Third, exercise and get yourself in killer shape if you're not already. Actually, this should be my first recommendation! #1 mood/perspective enhancer.

Fourth, just let yourself feel free. Indulge whatever whims you can -- and see where they take you. Go easy on yourself in terms of schedules and commitments and whatever. Just be.

In fact, that's my ultimate advice (and the advice that I struggle to take every day myself!):

Be here now.


Good luck.
posted by hapax_legomenon at 10:27 PM on October 17, 2009 [2 favorites]

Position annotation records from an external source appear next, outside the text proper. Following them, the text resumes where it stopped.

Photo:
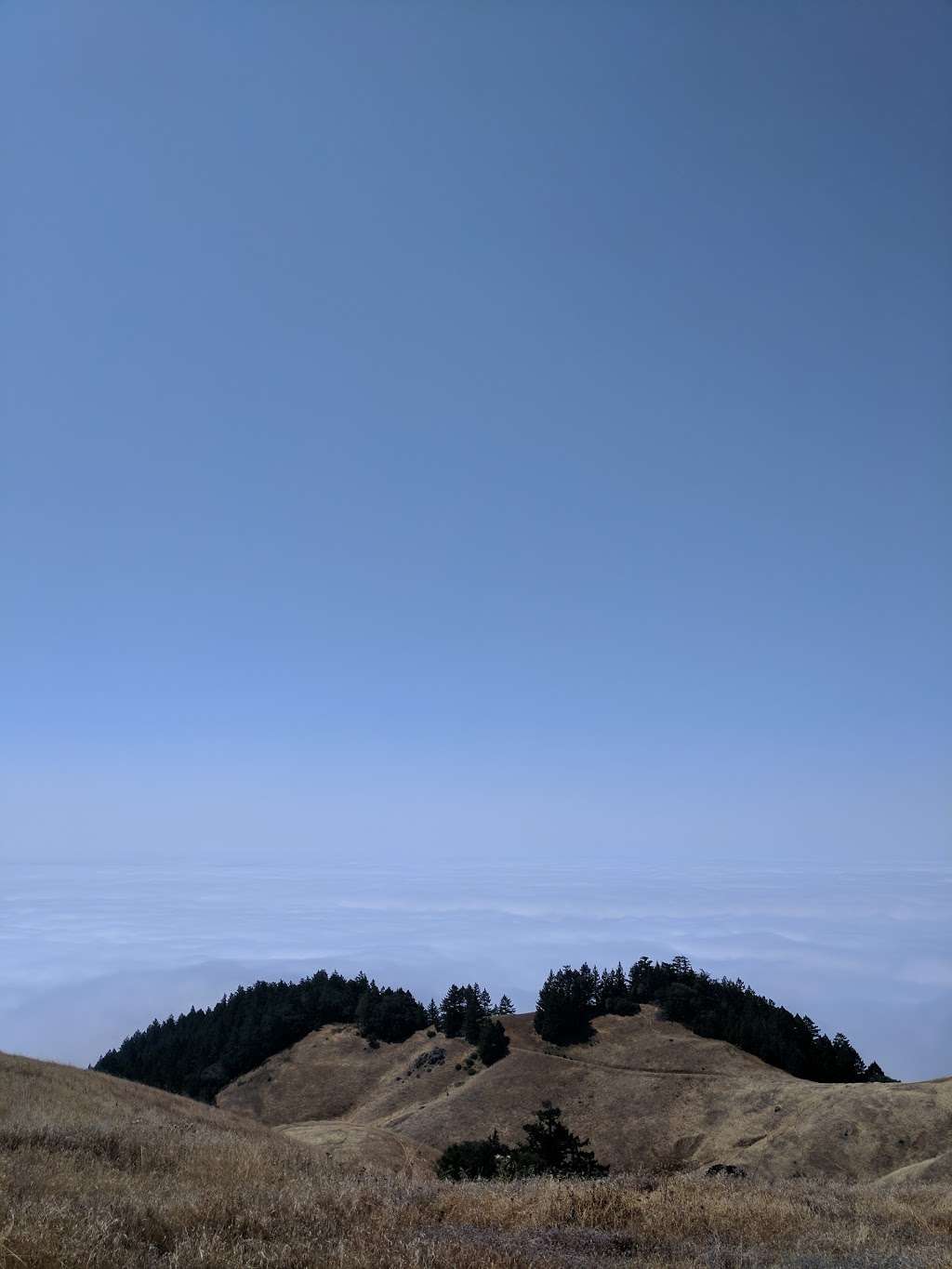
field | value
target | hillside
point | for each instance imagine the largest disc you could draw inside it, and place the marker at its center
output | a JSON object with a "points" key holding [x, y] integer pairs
{"points": [[99, 1172], [649, 1092]]}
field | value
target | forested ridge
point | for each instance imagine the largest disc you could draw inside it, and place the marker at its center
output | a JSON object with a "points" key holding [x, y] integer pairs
{"points": [[200, 1052], [715, 1008]]}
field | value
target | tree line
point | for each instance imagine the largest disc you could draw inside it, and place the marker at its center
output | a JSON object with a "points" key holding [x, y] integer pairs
{"points": [[200, 1052], [714, 1008]]}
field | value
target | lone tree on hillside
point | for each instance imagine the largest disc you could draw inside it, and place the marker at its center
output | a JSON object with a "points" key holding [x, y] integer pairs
{"points": [[552, 1150], [493, 1043]]}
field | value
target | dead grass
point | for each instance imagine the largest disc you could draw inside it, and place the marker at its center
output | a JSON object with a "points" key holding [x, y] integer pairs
{"points": [[97, 1172]]}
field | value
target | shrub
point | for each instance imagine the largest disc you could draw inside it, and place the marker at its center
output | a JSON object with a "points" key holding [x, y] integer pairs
{"points": [[471, 1160]]}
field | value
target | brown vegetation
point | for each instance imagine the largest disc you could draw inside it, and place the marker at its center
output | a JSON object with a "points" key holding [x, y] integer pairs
{"points": [[98, 1172], [649, 1094]]}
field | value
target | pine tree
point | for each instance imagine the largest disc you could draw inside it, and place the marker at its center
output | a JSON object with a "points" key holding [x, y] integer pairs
{"points": [[452, 1011], [493, 1043], [551, 1149]]}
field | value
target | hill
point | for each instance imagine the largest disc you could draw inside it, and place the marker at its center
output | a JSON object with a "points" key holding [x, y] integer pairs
{"points": [[649, 1092], [106, 1174]]}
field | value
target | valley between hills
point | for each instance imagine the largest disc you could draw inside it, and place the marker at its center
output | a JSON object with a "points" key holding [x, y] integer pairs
{"points": [[649, 1094]]}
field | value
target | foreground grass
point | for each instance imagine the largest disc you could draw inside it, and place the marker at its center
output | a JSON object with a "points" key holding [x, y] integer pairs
{"points": [[98, 1172]]}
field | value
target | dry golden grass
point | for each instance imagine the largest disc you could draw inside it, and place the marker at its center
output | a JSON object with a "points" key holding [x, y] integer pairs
{"points": [[97, 1172], [649, 1094]]}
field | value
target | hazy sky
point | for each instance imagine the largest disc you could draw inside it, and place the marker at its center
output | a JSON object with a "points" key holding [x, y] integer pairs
{"points": [[475, 428]]}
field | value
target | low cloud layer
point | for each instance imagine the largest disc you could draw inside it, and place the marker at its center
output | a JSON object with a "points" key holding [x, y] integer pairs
{"points": [[91, 953]]}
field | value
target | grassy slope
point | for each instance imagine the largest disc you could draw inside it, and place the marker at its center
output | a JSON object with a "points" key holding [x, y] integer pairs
{"points": [[99, 1172], [649, 1094]]}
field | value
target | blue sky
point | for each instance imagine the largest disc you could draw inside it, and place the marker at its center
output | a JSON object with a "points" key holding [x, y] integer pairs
{"points": [[494, 428]]}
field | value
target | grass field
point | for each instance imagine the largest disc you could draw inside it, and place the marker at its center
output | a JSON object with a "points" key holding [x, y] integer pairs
{"points": [[97, 1172]]}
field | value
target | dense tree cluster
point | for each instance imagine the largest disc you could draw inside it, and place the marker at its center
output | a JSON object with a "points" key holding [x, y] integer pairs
{"points": [[715, 1008], [464, 1011], [493, 1043], [200, 1052], [572, 998], [549, 1149]]}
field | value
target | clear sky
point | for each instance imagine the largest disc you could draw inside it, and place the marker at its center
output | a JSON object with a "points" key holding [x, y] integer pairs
{"points": [[510, 427]]}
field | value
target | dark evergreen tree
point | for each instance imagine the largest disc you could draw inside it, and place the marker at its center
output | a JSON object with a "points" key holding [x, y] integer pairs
{"points": [[452, 1011], [473, 1012], [565, 1005], [204, 1050], [471, 1160], [551, 1149], [720, 1009], [493, 1043]]}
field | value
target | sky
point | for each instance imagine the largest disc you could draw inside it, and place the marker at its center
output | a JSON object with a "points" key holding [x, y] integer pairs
{"points": [[475, 431]]}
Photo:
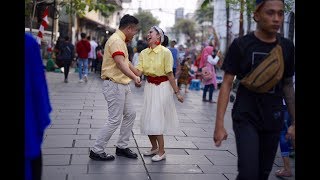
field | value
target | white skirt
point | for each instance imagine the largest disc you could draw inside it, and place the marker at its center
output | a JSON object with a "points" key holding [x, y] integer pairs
{"points": [[159, 114]]}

I got the very clear, strong message that I needed to use this time in my life to “learn to live alone” in preparation for a future relationship,
It sounds like you know what you need right now. And it sounds like it is a very hard lesson (which is why it is what you need to learn.)

So when you feel paralyzed with longing, you should respect that that is the part of you which is finding change hard. I can think of two things that might help when you are in that state. The first is to give yourself permission to have some down time. Put limits on it so it doesn't cause problems in your life but when you feel like you have no energy to do anything, give yourself time to do nothing. The second is to journal - write whatever you are feeling and thinking at that moment. (Both thoughts and feelings are important.) Then set aside a time when you are feeling normal to read what you wrote and then journal again with your response - what does it feel like to read what you were going through, which thoughts do you agree or disagree with now.

Finally, set limits on yourself for how much time you spend thinking about your past and future. Obviously, when you become paralyzed, my advice is do what I suggested above. But on a normal day, set aside some time to think about your life. The rest of the day, when your thoughts go in that direction, tell yourself that now is the time to be in the moment, living your life in the now and that you will worry about past and future during your worry time.
posted by metahawk at 10:42 PM on October 17, 2009 [3 favorites]

MsMolly: It might be worth considering that you stayed for so long because you feel like you're only "good enough" if someone else says you are. I don't have any magical tricks, but maybe just try sitting with the thought of "what is it that someone else's approval gives me?" and "what would it feel like to believe that I'm good enough even when someone else says I'm not?"


I was talking to a very wise friend of mine once, and I remarked with some embarrassment that I'd been trying to impress someone I knew: "I have this nasty habit of really, really wanting people to like me."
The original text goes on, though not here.